He cannot and will not accept that this - life and death - is all there is.

Notes:

[Written for Parapines Week: Day 5 - GrimDark]
Maybe this is a tiny bit of a spoiler, but: don’t be fooled by the warning? I dunno. (I’m not sure if I even got the theme right? Lol. I really just wanted to write something dark but non-bloody. I’ve got a very, very bloody draft that was initially meant for today, though. Maybe I’ll post it, someday.)

Work Text:

O soul, be changed to little water drops

And fall into the ocean, ne’er be found.

My God, my God, look not so fierce on me!

- Christopher Marlowe

 

+

 

They say there are people out there who, if they wish hard enough, can make anything come true.

He thinks, maybe, he could be one of them.

He dreams of going to other worlds.

Everyday, he wishes for it.

He sits by the windowsill in the attic where he sleeps. He stares at the stars. He wonders if there’s a world out there he can go to, and he wonders if someone out there could help him fly to it.

 

+

 

Dipper dreams of darkness.

He dreams of a boy in a black cloak.

He knows the boy’s face, but he’s sure that the face’s owner and the boy in the cloak are not the same person.

Black hair, blue eyes.

“Why do you look like him?” Dipper asks.

“Because he’s the only living human who understands.”

“That’s all?”

“And we love him.”

The reply is said with no emotion whatsoever, but Dipper believes it without question.

“Are you sure about what you’re wishing for?” the boy in the cloak says.

Dipper stops.

He goes with his instinct.

“Yes. I am.”

 

+

 

He wakes up the next day to the sound of sobs and screams.

He sits up to find his sister sobbing on someone’s hand. He notices, later, that it’s his own hand. Except, it isn’t. It can’t be.

There is a body under him, and he realizes it’s his own. He realizes that his sister can’t see him sitting up.

Indeed.

This is it.

He got his wish.

 

+

 

He guesses, though, that it really isn’t that bad, being dead.
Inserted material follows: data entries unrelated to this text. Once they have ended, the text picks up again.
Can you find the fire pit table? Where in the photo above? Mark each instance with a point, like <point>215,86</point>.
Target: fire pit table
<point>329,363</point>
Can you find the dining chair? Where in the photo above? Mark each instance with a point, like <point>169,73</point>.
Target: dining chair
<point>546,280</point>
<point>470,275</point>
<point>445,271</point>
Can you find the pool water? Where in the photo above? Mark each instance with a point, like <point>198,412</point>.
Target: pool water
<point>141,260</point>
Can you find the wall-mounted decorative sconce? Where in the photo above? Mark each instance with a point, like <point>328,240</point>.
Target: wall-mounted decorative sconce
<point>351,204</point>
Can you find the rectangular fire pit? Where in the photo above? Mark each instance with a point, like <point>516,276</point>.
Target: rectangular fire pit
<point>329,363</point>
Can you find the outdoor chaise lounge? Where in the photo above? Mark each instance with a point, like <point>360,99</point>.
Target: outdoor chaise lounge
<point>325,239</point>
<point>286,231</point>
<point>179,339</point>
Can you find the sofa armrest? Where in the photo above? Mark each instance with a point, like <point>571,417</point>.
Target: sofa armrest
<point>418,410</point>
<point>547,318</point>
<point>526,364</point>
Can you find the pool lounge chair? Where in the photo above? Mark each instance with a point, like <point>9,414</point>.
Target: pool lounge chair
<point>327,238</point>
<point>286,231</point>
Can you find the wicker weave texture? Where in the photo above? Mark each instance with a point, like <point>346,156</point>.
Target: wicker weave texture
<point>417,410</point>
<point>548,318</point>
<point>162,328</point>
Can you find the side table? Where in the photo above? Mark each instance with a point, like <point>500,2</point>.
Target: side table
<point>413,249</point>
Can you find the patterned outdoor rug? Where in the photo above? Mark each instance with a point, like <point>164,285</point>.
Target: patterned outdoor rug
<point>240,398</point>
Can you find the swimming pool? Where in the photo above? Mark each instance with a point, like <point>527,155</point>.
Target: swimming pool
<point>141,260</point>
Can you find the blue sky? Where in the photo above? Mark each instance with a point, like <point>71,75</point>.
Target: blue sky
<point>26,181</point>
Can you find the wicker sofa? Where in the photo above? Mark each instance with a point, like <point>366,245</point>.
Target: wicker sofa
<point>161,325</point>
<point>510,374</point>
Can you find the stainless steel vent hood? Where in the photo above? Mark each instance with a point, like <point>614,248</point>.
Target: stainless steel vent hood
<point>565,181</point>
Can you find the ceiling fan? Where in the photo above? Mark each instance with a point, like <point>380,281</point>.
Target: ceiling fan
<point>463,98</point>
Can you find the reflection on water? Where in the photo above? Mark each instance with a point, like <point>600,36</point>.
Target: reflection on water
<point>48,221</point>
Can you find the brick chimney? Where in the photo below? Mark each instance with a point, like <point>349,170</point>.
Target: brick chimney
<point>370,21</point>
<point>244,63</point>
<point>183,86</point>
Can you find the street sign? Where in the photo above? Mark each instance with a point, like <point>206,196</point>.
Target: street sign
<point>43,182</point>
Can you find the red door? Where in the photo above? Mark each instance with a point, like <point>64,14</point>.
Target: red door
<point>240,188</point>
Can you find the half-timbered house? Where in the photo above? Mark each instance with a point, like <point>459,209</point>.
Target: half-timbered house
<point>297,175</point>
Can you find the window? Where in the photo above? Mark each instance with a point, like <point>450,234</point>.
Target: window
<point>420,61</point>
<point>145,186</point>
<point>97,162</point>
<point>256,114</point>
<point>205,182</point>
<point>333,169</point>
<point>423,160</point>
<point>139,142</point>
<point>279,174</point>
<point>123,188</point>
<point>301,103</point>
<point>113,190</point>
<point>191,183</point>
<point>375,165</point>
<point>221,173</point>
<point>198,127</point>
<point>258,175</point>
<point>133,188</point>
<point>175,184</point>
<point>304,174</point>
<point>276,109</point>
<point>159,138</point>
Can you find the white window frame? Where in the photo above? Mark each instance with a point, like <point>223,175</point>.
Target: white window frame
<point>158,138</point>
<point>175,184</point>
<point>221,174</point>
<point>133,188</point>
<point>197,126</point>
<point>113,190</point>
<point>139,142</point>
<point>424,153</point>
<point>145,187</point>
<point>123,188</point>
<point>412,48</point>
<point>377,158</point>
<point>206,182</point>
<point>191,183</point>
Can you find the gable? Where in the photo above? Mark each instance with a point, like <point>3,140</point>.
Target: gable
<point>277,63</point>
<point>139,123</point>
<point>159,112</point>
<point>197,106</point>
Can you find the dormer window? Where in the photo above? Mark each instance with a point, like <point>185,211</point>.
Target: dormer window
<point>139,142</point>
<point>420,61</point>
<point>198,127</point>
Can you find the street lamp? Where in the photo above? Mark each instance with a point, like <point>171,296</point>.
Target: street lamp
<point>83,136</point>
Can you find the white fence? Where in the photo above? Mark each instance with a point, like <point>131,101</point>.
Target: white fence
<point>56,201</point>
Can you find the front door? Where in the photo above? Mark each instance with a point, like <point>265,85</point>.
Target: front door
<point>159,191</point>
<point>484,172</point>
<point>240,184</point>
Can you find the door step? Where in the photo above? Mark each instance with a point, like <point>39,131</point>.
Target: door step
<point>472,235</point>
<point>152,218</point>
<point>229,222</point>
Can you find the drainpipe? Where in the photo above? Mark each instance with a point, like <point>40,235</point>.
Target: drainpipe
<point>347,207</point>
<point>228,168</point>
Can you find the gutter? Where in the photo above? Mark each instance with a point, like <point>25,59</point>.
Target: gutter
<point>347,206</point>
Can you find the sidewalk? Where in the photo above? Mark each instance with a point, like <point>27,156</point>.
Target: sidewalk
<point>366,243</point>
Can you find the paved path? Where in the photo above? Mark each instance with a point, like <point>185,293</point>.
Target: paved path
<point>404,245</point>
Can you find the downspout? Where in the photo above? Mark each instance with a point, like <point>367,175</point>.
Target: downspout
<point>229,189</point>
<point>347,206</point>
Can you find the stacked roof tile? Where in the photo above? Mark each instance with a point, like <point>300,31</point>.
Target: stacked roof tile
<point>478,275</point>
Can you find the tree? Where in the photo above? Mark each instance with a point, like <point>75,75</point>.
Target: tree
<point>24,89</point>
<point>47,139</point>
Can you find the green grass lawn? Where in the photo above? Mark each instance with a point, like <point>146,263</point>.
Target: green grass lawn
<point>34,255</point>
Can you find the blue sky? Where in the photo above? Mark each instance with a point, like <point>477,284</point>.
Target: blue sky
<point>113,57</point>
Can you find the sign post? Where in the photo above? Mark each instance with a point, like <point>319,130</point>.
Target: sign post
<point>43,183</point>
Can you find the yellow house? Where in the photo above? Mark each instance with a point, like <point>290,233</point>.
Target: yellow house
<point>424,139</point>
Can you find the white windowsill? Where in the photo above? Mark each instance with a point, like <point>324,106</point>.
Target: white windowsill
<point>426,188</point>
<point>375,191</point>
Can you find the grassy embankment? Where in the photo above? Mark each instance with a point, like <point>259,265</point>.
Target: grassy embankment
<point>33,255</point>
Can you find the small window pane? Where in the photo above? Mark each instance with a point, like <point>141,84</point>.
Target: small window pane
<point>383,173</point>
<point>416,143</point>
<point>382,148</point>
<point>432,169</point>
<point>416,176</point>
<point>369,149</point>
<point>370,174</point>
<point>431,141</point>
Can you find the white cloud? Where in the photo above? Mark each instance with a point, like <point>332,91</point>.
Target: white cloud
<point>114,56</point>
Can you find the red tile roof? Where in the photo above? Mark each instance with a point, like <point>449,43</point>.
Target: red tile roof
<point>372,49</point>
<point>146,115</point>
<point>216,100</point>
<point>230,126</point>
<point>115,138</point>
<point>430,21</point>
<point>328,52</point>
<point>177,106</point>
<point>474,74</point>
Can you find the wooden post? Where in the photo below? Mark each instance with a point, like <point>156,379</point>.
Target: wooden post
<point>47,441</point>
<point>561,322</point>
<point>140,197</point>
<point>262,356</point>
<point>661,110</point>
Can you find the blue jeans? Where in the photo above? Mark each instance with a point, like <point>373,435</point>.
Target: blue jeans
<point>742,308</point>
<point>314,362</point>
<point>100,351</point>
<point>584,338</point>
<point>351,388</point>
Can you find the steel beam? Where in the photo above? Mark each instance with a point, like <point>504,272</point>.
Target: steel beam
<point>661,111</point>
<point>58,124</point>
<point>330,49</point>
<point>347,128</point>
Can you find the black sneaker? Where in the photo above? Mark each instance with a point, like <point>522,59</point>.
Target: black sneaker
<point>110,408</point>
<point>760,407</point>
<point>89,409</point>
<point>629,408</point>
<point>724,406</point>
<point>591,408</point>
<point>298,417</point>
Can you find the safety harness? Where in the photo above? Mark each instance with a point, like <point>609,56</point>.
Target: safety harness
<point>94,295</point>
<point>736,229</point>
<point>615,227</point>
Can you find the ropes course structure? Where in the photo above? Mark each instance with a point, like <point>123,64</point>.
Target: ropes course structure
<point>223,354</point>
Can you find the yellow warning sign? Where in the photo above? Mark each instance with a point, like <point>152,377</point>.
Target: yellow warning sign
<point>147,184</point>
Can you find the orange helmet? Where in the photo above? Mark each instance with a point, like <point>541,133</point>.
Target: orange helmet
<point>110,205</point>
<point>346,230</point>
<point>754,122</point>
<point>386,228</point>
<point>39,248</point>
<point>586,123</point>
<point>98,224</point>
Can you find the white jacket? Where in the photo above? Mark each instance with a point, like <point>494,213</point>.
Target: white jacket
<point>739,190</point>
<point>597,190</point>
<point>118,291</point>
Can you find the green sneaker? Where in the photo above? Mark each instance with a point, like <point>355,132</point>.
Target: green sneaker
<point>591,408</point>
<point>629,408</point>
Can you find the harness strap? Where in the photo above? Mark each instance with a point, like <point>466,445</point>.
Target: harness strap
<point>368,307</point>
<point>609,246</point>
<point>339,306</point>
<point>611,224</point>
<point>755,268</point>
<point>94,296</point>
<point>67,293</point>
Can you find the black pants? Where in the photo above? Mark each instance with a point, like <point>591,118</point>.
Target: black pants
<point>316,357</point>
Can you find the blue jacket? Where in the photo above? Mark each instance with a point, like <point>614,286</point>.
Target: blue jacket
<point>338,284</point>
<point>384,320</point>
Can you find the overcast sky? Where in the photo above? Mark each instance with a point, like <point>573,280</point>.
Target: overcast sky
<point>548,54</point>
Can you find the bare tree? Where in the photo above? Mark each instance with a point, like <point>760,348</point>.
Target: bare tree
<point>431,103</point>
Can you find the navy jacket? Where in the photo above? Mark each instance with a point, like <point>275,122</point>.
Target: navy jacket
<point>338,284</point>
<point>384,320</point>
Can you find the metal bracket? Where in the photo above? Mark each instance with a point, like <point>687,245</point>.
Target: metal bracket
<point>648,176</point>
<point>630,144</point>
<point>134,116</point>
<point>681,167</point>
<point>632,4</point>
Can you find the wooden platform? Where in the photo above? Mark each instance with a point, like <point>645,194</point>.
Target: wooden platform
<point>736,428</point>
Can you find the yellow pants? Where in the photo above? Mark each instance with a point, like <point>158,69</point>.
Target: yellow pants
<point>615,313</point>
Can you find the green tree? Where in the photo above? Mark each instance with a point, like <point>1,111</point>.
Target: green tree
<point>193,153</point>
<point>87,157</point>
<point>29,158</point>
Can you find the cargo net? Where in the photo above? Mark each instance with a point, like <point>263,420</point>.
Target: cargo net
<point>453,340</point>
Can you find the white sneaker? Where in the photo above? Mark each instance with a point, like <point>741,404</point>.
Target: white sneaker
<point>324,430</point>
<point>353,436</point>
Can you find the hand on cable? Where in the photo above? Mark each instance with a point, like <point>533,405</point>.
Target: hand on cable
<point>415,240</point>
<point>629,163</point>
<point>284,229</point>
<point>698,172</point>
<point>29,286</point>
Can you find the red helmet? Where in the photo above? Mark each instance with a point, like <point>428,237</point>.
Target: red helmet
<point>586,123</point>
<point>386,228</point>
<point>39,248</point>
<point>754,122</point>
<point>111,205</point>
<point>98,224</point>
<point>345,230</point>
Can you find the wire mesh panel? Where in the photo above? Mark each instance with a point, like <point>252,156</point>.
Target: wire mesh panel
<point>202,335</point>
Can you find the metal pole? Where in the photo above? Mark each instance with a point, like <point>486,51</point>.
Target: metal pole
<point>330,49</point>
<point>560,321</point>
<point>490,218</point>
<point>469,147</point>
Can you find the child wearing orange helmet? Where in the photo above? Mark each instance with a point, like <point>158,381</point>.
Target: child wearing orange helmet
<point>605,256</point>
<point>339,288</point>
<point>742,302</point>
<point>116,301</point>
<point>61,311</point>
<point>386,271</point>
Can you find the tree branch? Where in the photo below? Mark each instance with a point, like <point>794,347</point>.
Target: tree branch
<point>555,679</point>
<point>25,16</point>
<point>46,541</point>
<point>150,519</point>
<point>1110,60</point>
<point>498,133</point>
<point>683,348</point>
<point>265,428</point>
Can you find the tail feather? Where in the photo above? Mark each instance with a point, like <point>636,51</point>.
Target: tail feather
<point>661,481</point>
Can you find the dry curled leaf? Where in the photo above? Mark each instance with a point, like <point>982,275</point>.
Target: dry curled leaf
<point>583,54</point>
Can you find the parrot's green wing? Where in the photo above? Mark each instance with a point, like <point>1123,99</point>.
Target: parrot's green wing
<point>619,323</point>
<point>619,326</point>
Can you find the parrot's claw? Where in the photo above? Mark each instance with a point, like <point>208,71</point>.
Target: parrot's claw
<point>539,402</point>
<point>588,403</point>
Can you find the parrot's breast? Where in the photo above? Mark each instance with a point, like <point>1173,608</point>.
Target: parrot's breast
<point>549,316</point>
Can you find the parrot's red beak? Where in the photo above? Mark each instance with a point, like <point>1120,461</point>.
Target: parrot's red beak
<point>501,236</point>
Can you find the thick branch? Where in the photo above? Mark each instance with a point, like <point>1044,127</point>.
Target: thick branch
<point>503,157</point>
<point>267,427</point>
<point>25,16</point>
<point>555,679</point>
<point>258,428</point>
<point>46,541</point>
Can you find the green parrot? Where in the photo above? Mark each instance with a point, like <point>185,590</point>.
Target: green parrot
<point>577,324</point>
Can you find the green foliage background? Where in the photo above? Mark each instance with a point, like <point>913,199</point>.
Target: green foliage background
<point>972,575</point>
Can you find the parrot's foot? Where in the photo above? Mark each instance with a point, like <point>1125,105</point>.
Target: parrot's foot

Norman isn’t crying when he sees Dipper’s body, and as he sees his sister cry on Norman’s shoulder, he can’t help but wonder if Norman sees him. If he does, he’s doing a great job at hiding it.

 

+

 

It’s curious, seeing everyone crying about him.

He never knew anyone in his family was even capable of crying. His great uncle Stan sheds some tears, proving that he does in fact have feelings. His mother cries for him, cries for her baby. His father cries beside her, quietly, trying to hold back as much as he can.

His parents can’t look at Mabel. He doesn’t even try to imagine how that must feel like.

Norman, on the other hand, still isn’t crying. And he wants to punch him in the face.

 

+

 

His face is pale and drained of all life. But he’s handsome, for sure. For sure.

At the burial, he stands right beside Norman who is dressed in a suit and tie. He’s holding up a black umbrella for Mabel, who stands at Norman’s left wearing a black dress and sunglasses.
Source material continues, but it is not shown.